Goromonzi (New Ziana) – The ruling Zanu PF party must adapt to modern ways of communications and operations to ensure its long-term survival in the face of the ever changing society, the party’s commissariat department has said.
This recommendation is contained in a Central Committee report that was tabled before the Zanu PF annual National People’s Conference which ended on Saturday.
In the report, the Commissariat department, headed by Victor Matemadanda said: “The party must embrace the dynamics of change gracefully and accept that unless it adapts to the changing world order, its huge fund of credibility built on the legacy of the liberation struggle may easily be eroded by negative forces.”
The party, the report said, should translate the political dominance it enjoys across the country to social media platforms as well.
“Up until now, the party has at best, been reacting to narratives propagated by the opposition to a point almost suggesting that the party is not tech-savvy.
“The situation should no-longer subsist due to the risk of alienating the population that lives in a borderless and virtual world. There is active information traffic flow in this segment of society and the party can only ignore it to its own peril.”
The commissariat department, according to the report, also intends to set up a research unit to ensure the party stays in sync with prevailing trends.
“Research is vital in keeping the party connected to trends and events in the environment. To this end, programmes and activities that are not informed by the demographic and psychographic realities of our time risk to resemble a person who whistles in a graveyard in the hope to be heard by a dead friend.
“The party can only stay relevant and in vogue when the basis of its activities is evidence based.”
The central committee report noted that the party remained strong and was capable of growing through, for example, continued collaborations with progressive civil society movements, churches, students unions, empowerment lobby groups and cultural groupings.
On the international front, the commissariat department intends to cultivate strong global networks with influential organisations, businesses and universities.

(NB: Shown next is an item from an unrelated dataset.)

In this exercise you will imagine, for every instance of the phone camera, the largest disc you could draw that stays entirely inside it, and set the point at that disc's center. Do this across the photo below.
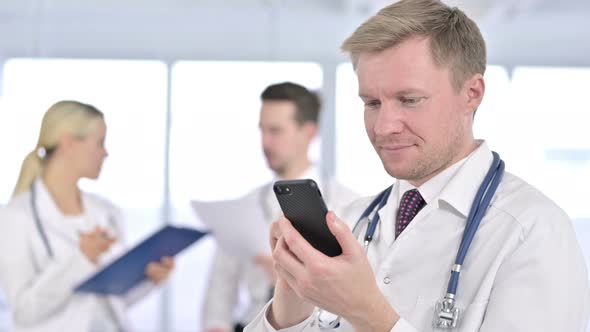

These networks, the report noted, would yield useful exchange of information and knowledge which may contribute solutions to the challenges facing Zimbabwe.
The party also intends to vigorously engage with the country’s diaspora population.
“Diasporans are dangerously exposed to propaganda from Zimbabwe and the outside world. In the absence of a strong presence of the party voice in both the traditional and social media fora, including effective organisational presence, membership to Zanu PF becomes open to a few thus reducing its influence among the diasporans,” the report said.
“The party needs a clear policy to assist in supporting mobilisation effort in the diaspora. To date, lack of a centralised point of call has resulted in conflicting instructions and messaging coming from different departments.”